Nos sorprendiste besándonos apasionadamente en el cobertizo del cañaveral.

A Rosa le cambió el color.

Reconócelo: ni tú ni yo le habíamos visto nunca aquella palidez trasparente en el rostro.

Ni yo había visto en toda mi vida un dolor tan sobrecogido como el que saltó desde tus ojos a nuestras conciencias.

Creo, Juan, que si no fueras tan bueno, aquel día nos hubieras escupido todo el asco que se quedó colgando de tu boca cerrada.

Tú y yo nos quedamos allí parados, sin acabar de decidirnos a hacer o decir algo. Nuestra Rosa se fue como hace siempre que no sabe qué hacer.

Ahora que lo pienso, quizá mi Rosa se haya ido de casa porque no sabe qué hacer con tanto amor con el que la rodeo. Quizá vuelva ‑me digo mientras voy arrastrando por las estancias vacías toda la desesperación que me domina.

Pero, perdona Juan. Te estoy hablando de mis locas esperanzas y de mis congojas sin límite, sin tenerte en consideración. Seguramente tú, al saber que nuestra Rosa me ha abandonado, hayas empezado a acariciar la idea de que vuelva a ti. Quizá, mientras me leas, estés acariciando la idea de que ella deje de ser “nuestra” Rosa para convertirse en “tu” Rosa.

No sé, Juan.

No puedo asegurarte que yo tenga tanta generosidad como tú para admitir que vuelva a ser “nuestra” si ella vuelve a ti para acariciar tus noches, mientras las mías se hielan con su ausencia.

En el fondo empiezo a arrepentirme de haber comenzado esta carta. Porque es algo así como decirte: “Ahí la tienes. Al final has sido tú el vencedor”.

Y eso, Juan, no quiero; ¡no quiero decírtelo!

¿Recuerdas?

Aquella tarde algo se rompió en nuestra Pandilla. A mí me acometió el pánico de que acabaras contándoselo a todos. Y Rosa huyó, seguramente aturdida por su propia naturaleza. Porque, te lo aseguro, Juan: aquel fue nuestro primer beso. Y Rosa, mi Rosa, me correspondió con una sabiduría nunca aprendida que le nacía de su mismo ser como una raíz oculta y poderosa.

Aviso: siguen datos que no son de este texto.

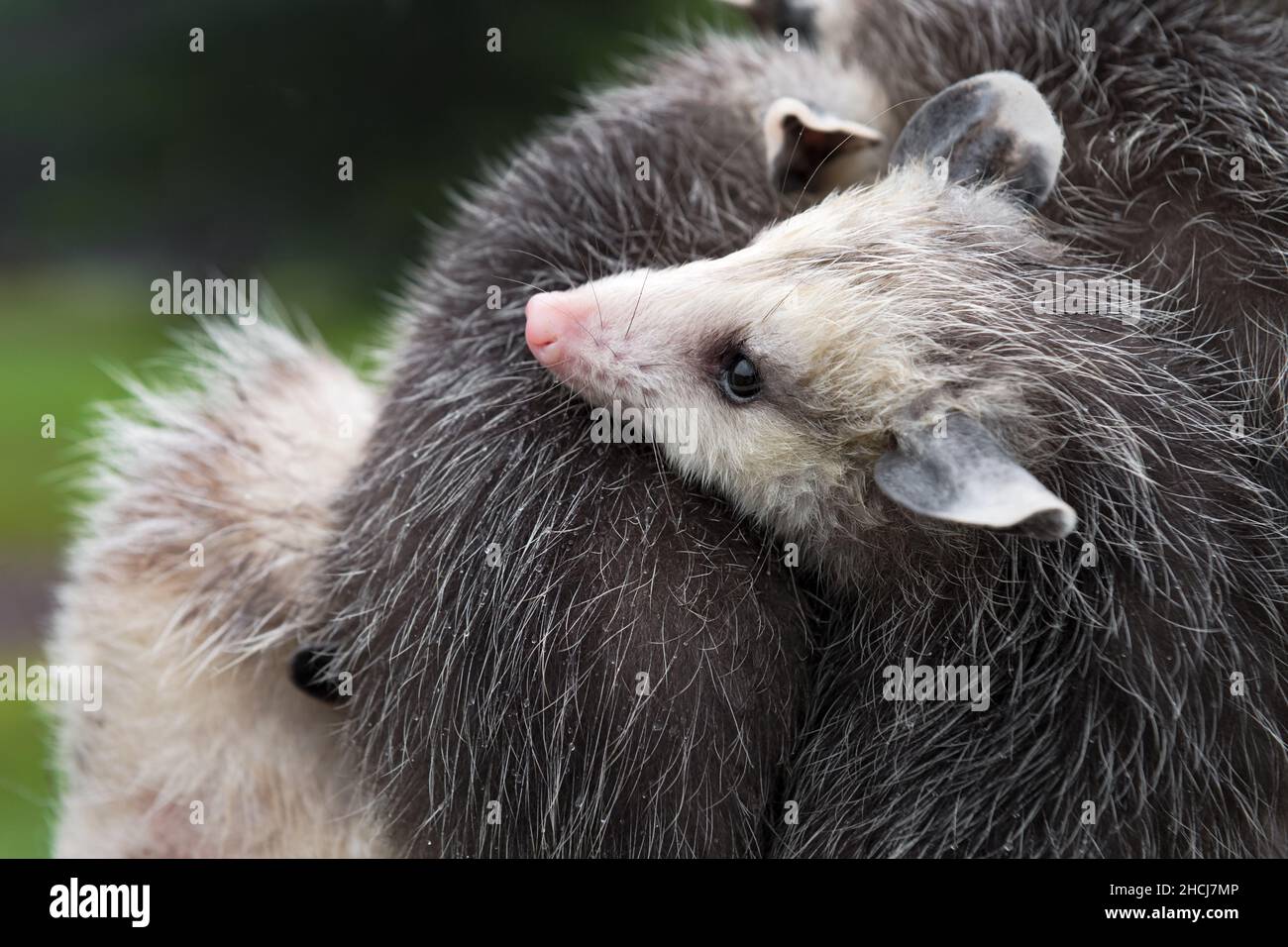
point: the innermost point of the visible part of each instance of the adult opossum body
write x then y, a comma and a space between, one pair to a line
872, 381
558, 648
1176, 116
189, 586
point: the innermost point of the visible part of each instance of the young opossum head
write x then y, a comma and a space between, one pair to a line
850, 346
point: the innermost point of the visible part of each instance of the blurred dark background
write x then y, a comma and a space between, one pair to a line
224, 162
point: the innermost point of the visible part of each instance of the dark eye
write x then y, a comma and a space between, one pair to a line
739, 379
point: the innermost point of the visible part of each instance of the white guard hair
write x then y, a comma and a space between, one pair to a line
202, 746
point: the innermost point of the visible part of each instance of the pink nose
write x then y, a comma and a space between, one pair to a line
553, 320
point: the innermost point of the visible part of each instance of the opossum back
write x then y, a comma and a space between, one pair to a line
188, 586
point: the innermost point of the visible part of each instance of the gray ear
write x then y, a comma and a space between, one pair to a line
992, 128
811, 151
777, 16
954, 471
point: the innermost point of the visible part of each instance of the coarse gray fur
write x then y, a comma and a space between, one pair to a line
502, 707
1136, 715
1154, 118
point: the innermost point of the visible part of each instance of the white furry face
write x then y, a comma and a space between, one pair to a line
790, 357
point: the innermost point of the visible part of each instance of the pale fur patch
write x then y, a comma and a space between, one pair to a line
198, 706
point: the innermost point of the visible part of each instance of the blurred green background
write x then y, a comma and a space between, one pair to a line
224, 163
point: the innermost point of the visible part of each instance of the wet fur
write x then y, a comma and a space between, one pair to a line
513, 689
245, 460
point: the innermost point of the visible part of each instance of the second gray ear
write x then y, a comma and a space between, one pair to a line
954, 471
814, 153
991, 128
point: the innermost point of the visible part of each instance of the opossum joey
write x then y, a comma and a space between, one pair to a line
837, 350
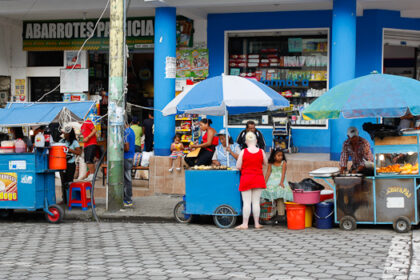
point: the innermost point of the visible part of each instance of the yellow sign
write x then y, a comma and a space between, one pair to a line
398, 189
8, 186
20, 90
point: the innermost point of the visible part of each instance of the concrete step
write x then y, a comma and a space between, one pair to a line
140, 188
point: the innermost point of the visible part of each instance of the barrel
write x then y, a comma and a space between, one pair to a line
324, 215
57, 158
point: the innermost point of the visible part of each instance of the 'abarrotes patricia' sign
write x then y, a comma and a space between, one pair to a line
70, 34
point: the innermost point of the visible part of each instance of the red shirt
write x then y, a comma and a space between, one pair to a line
252, 176
86, 129
214, 142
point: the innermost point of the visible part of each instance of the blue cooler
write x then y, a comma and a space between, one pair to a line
324, 215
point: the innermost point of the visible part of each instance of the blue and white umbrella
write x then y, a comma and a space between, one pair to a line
224, 95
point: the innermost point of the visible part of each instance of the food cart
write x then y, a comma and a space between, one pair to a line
388, 197
206, 196
26, 182
216, 192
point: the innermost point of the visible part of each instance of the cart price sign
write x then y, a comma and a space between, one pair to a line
8, 187
17, 165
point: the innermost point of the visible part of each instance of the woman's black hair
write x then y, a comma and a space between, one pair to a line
206, 121
72, 136
18, 132
272, 159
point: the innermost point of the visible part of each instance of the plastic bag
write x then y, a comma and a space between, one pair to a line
306, 185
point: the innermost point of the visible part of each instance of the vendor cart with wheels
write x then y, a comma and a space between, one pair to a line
27, 183
211, 192
388, 197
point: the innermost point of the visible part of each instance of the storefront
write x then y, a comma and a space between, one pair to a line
55, 44
272, 46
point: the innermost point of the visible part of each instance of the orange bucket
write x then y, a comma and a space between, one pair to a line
58, 157
295, 215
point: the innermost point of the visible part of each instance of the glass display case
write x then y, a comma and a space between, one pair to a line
397, 155
293, 63
397, 163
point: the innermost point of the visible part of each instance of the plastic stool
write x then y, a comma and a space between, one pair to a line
78, 197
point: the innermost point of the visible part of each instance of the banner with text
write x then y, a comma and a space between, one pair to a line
70, 34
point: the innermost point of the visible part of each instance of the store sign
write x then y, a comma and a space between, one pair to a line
399, 189
70, 34
8, 186
20, 90
293, 83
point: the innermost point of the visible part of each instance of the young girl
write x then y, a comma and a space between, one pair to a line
177, 150
277, 187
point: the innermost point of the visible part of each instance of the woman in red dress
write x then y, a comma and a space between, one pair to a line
250, 162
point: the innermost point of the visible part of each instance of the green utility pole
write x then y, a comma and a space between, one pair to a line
116, 106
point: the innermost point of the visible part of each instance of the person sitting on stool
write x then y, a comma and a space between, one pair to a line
359, 150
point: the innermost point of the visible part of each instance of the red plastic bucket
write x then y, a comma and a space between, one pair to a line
295, 216
58, 157
326, 194
302, 197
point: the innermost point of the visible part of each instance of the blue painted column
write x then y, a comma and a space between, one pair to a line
343, 64
164, 92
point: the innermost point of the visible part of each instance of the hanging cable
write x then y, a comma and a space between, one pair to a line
80, 50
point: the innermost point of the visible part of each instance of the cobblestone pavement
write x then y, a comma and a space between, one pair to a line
175, 251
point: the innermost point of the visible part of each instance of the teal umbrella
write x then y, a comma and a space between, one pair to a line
371, 96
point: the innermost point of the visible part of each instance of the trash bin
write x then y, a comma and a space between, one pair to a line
295, 215
324, 215
309, 212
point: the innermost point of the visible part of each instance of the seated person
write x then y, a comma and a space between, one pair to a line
219, 156
358, 149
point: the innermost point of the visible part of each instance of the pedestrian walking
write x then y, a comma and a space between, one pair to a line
129, 150
252, 183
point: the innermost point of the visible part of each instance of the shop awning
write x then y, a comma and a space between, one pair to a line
41, 113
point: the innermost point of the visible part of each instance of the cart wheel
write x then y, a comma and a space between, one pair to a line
179, 213
402, 224
58, 214
5, 213
348, 223
222, 221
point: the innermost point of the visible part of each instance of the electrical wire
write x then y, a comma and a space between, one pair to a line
80, 50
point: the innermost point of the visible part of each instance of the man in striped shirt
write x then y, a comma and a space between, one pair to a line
358, 149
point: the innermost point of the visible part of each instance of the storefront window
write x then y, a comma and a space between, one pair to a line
293, 63
45, 58
41, 85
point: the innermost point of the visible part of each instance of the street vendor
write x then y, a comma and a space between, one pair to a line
358, 149
208, 146
219, 156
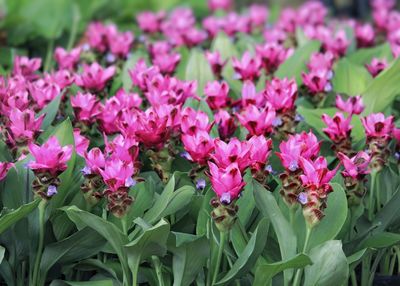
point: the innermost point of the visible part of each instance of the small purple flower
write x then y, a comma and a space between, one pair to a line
302, 198
51, 190
200, 184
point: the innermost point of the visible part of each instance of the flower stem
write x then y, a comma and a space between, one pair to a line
299, 272
222, 241
42, 211
157, 266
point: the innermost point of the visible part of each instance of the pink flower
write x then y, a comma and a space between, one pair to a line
316, 174
376, 66
95, 161
365, 35
193, 121
317, 81
353, 105
23, 127
260, 149
120, 43
248, 68
226, 124
355, 167
303, 144
281, 94
199, 146
67, 60
50, 157
216, 63
272, 55
117, 174
86, 107
217, 94
232, 152
377, 126
227, 182
4, 167
94, 77
150, 22
256, 121
338, 127
167, 63
214, 5
26, 67
81, 142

Esta forma de ser es así, Juan.

Tú has intentado comprenderlo sin conseguirlo. Pero es así. Primero te espantas y te espías. Luego te asombras. Finalmente te aterras, hasta que acabas lanzándote a vivir tu propio instinto saltándote las vallas más espesas. Y cada vez que vives tu vida te sientes miserable sin saber por qué. Sin tener por qué.

Yo se que Rosa estaba aquella tarde en la fase del estupor de sí misma. Y tu presencia inesperada le hizo traspasar muchas etapas en un solo segundo.

Por eso se fue, sin duda, dejándonos a ti y a mí encarados como dos fieras que se disputan la mejor presa.

¡Si supieras cómo te odié!

La desesperación me llenó el cuerpo, y me dispuse a partirme la cara contigo aunque saliera de aquello para el arrastre. Pero tú te limitaste a darme la espalda.

¿Por qué, Juan? ¿Por qué no pudiste mirarme de frente? ¿Tanto asco te daba?

¡Oh, perdona, Juan! Desde este dolor que me consume me olvido que en tus ojos, aquella tarde, no había asco; ni un solo rastro de reproche. Había el mismo dolor que ahora veo en el espejo de mi tocador cuando me atrevo a mirarme. Pero con menos arrugas en su entorno.

Me vienen a la memoria los versos de Juan Ramón Jiménez que nuestra Rosa nos dejó unos días después escritos por duplicado en dos servilletas del Bar:

 

Mis pies:

¡qué hondos en la Tierra!

Mis alas:

¡qué altas en el cielo!

Y ¡qué dolor de corazón distendido!

Ambos entendimos su mensaje. Ambos la amábamos demasiado para dejar que su corazón acabara desgarrado en aquel distenderse entre lo bueno y lo malo; entre la amistad y el amor; entre lo lógico y lo prohibido.

Ambos entendimos, mi buen Juan, que eligiera lo que eligiera, ella seguiría siendo nuestra Rosa.

Nunca consentiríamos en que su corazón se partiera en dos.

Por eso te hemos querido tanto, Juan. Porque, cuando ella decidió que era yo su verdadero amor, su deseada compañera de noches de entrega sin fronteras y de días compartidos sin simulaciones, tú fuiste el tercero en nuestra casa.

¡Ay, Juan!, y cómo nos reíamos los tres cuando nos decías que, antes de enamorarte de Rosa, te habías enamorado de mí perdidamente porque era la más valiente y la más decidida de las chicas de la Pandilla. Y que te desenamoraste el día en que tiré al río uno de tus ramilletillos de espigas diciéndote que eso eran cosas de niñatas blandengues.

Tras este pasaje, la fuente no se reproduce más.